Sunday was the last day, and I spent most of the morning roaming around at the booths, having random conversations around caste and universal basic income, and at the open data devroom. It is amazing how much we can understand from openly available data, and the things people have researched and built are a testament to it. Diagram Chasing made a data article on how people in Bangalore use the metro with the data from a single RTI reply and a film censorship database from crowdsourced data. Data for India regularly publishes insights on data from government agencies. Constitutional Observer documents how questions and debates in the Constituent Assembly affect our life. Where does hate live shows reported instances of hate speech and disinformation in an interactive map. Conversations with disaster2life and others about privacy violations and enshittification later came in handy for a talk on consentful tech at CDF’s Good Tech Campaign.
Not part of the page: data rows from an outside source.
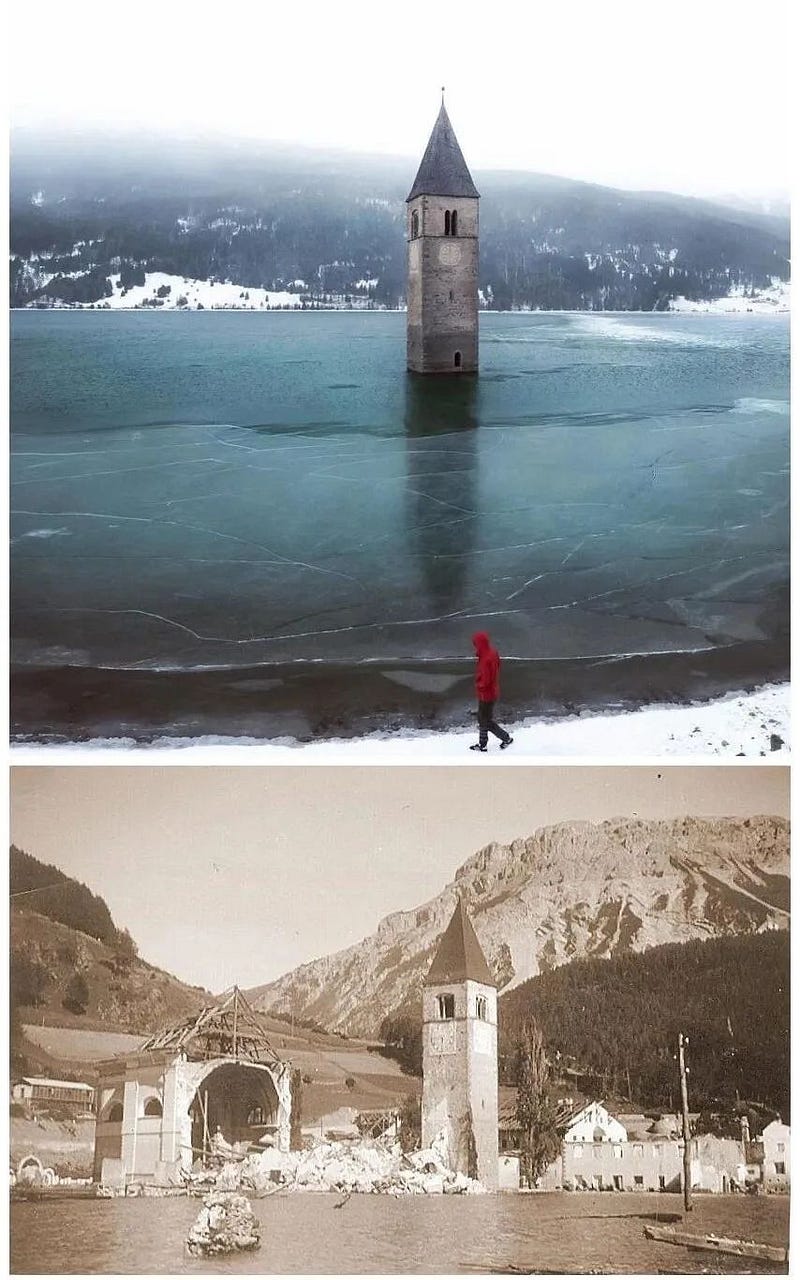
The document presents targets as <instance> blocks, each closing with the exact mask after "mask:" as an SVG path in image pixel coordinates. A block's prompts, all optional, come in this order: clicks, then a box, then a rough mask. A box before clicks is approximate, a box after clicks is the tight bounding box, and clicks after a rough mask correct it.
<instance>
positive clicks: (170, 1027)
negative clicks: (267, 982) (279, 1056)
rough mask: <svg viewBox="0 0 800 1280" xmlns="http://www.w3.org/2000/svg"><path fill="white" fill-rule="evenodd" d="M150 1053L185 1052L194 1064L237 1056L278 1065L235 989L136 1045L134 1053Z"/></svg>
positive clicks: (259, 1030)
mask: <svg viewBox="0 0 800 1280" xmlns="http://www.w3.org/2000/svg"><path fill="white" fill-rule="evenodd" d="M151 1050H152V1051H155V1050H169V1051H173V1052H175V1053H186V1056H187V1057H188V1059H192V1060H195V1061H202V1060H205V1059H212V1057H237V1059H242V1060H243V1061H248V1062H269V1064H270V1065H275V1066H276V1065H280V1059H279V1057H278V1055H276V1053H275V1051H274V1050H273V1046H271V1043H270V1041H269V1037H268V1034H266V1029H265V1027H264V1025H262V1023H261V1019H260V1015H259V1014H257V1012H256V1011H255V1009H253V1007H252V1005H250V1004H248V1001H247V1000H246V998H244V996H243V995H242V992H241V991H239V988H238V987H233V988H232V989H230V991H228V992H225V993H224V995H223V996H221V997H220V1000H219V1001H218V1002H216V1004H215V1005H206V1007H205V1009H201V1011H200V1012H198V1014H193V1015H192V1016H191V1018H186V1019H183V1021H180V1023H175V1024H174V1025H172V1027H165V1028H164V1029H163V1030H160V1032H156V1033H155V1034H154V1036H151V1037H150V1038H148V1039H146V1041H145V1043H143V1044H141V1046H140V1050H138V1052H147V1051H151Z"/></svg>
While IndiaFOSS 2025 might seem like an insignificant two-day event to an outsider, it is one of the few remaining events in India where hackers can meetup and express themselves without facing backlash. Planning for the event started way back in November 2024. FOSS United has ensured the diversity of attendees, something even local communities have been unable to do, with many meetups having only privileged abled neurotypical cishetallo men. Childcare support, accessibility support, diversity scholarships and the quiet room show how much care the organisers, volunteers and the community have put towards inclusion and making people feel seen and valued. Everything at IndiaFOSS, from the planning and sponsorship part to the actual event, were documented openly, and as badrihippo put it, the organisers, like a well-chosen font, were fading unobtrusively in the background, yet instantly recognisable. Attending IndiaFOSS was overwhelming (in a good way :) and fun, but I feel like it should be a weeklong event (LibreWeek, anyone?). Three days isn’t really enough to get to know everyone. I miss the fun we had and hope to see everyone again. <<sad BGM>> Bye for now.